Wednesday, March 24, 2010

Universal Church

At the Urbana 2006 Missions Conference, Rev. Oscar Muriu gave the following paraphrase of 1 Corinthians 12:14-27. (Rev. Muriu is the Senior Pastor of Nairobi Chapel in Kenya, a church that has grown from 20 members in 1991 to over 3,000 members and has established 25 church plants.)

Now the body is not made up of one part but of many. If the American church should say, “Because I am not African, I do not belong to the body,” it would not for that reason cease to be part of the body. And if the Canadian church should say, “Because I am not Asian, I do not belong to the body,” it would not for that reason cease to be part of the body. If the whole body were European, where would the sense of joy be? If the whole body were African, where would the sense of order be? But in fact God has arranged the parts of the body, every one of them, just as He wanted them to be. If they were all one part, where would the body be? As it is, there are many parts, but one body.

The Canadian church cannot say to the Asian church, “I don’t need you.” The American church cannot say to the African church, “I don't need you.” On the contrary, the Asian parts that seem to be weaker are indispensable, and the African parts that we think are less honorable should be treated with special honor. And the Latin American parts that seem unpresentable are treated with special modesty, while the presentable parts like the big, wealthy American church need no special treatment. But God has combined the members of the body and has given greater honor to the parts that lacked it, so that there should be no division in the body, but that its parts should have equal concern for each other. If one part suffers, every part suffers with it; if one part is honored, every part rejoices with it.

Now you are the body of Christ, and each one of you is a part of it.

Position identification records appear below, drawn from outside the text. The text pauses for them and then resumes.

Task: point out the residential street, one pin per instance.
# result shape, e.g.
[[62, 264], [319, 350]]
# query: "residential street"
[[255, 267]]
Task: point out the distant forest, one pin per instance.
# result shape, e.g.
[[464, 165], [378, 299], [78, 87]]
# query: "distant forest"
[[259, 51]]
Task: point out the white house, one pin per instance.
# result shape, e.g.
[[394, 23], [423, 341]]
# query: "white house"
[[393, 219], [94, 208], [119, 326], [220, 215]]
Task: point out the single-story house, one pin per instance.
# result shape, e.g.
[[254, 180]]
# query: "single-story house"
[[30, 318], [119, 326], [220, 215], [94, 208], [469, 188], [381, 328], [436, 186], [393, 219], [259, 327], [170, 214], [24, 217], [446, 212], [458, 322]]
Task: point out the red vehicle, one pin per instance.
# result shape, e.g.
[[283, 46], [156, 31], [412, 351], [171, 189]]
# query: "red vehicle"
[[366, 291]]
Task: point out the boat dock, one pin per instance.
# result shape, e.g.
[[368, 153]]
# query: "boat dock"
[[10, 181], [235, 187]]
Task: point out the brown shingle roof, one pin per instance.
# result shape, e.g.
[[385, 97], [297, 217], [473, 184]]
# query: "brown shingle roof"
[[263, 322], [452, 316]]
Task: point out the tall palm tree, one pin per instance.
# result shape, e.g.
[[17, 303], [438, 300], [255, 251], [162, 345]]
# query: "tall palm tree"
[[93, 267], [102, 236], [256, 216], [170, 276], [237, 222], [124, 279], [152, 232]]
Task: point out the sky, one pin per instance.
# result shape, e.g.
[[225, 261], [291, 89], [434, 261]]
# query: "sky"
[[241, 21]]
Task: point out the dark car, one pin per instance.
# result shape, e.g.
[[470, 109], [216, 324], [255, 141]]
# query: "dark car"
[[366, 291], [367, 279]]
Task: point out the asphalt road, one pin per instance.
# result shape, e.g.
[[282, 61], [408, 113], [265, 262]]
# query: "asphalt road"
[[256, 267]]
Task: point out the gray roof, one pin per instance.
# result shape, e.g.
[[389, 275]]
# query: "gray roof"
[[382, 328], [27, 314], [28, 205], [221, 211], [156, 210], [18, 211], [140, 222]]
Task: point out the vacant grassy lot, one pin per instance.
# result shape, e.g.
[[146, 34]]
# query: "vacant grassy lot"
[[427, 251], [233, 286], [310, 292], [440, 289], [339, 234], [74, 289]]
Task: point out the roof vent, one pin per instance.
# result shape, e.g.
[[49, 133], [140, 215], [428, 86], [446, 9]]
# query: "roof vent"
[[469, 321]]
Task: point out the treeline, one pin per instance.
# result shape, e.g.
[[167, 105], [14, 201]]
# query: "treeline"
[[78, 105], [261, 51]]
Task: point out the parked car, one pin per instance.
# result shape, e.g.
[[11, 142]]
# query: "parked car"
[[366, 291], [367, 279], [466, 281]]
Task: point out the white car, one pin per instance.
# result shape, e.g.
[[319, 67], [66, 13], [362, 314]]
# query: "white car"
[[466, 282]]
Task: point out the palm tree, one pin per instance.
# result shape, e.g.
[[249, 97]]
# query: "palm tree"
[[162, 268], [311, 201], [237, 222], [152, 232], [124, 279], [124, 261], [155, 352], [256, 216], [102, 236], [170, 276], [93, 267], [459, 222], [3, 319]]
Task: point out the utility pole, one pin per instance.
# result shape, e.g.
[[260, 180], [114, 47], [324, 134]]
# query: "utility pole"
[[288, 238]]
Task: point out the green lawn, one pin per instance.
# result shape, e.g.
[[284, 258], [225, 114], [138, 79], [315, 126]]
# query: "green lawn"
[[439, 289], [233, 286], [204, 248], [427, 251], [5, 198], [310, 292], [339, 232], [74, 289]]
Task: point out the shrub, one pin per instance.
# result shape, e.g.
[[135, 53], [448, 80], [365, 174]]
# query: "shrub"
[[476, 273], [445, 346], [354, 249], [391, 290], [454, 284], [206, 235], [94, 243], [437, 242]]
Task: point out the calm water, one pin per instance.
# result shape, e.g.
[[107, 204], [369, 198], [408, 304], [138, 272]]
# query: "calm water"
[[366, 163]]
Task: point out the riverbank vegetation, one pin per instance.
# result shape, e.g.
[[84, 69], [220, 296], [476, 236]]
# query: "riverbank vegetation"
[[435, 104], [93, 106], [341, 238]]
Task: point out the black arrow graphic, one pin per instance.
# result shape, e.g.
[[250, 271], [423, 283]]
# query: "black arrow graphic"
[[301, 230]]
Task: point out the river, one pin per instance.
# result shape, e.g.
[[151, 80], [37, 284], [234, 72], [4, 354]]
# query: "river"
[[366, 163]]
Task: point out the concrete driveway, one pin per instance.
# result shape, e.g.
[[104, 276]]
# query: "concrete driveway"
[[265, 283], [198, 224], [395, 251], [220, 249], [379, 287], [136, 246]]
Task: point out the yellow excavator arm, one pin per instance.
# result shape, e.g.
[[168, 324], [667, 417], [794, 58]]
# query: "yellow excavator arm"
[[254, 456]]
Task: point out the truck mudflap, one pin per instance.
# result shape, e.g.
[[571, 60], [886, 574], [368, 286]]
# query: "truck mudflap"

The brilliance of this paraphrase is that it emphasizes the interdependence of all the worldwide ethnic parts that constitute the body of Christ.
But, if we were to take this paraphrase and apply it to one local church, the meaning would be destroyed. The meaning would be changed into something like, “within this local church, we need each other in order to be a whole body of Christ.” That would not be true. It is not true that an ethnic church can say to all the other ethnic groups of the world, “I don’t need you. By myself, and within my own ethnic group, I am a self-contained and self-sufficient body of Christ.”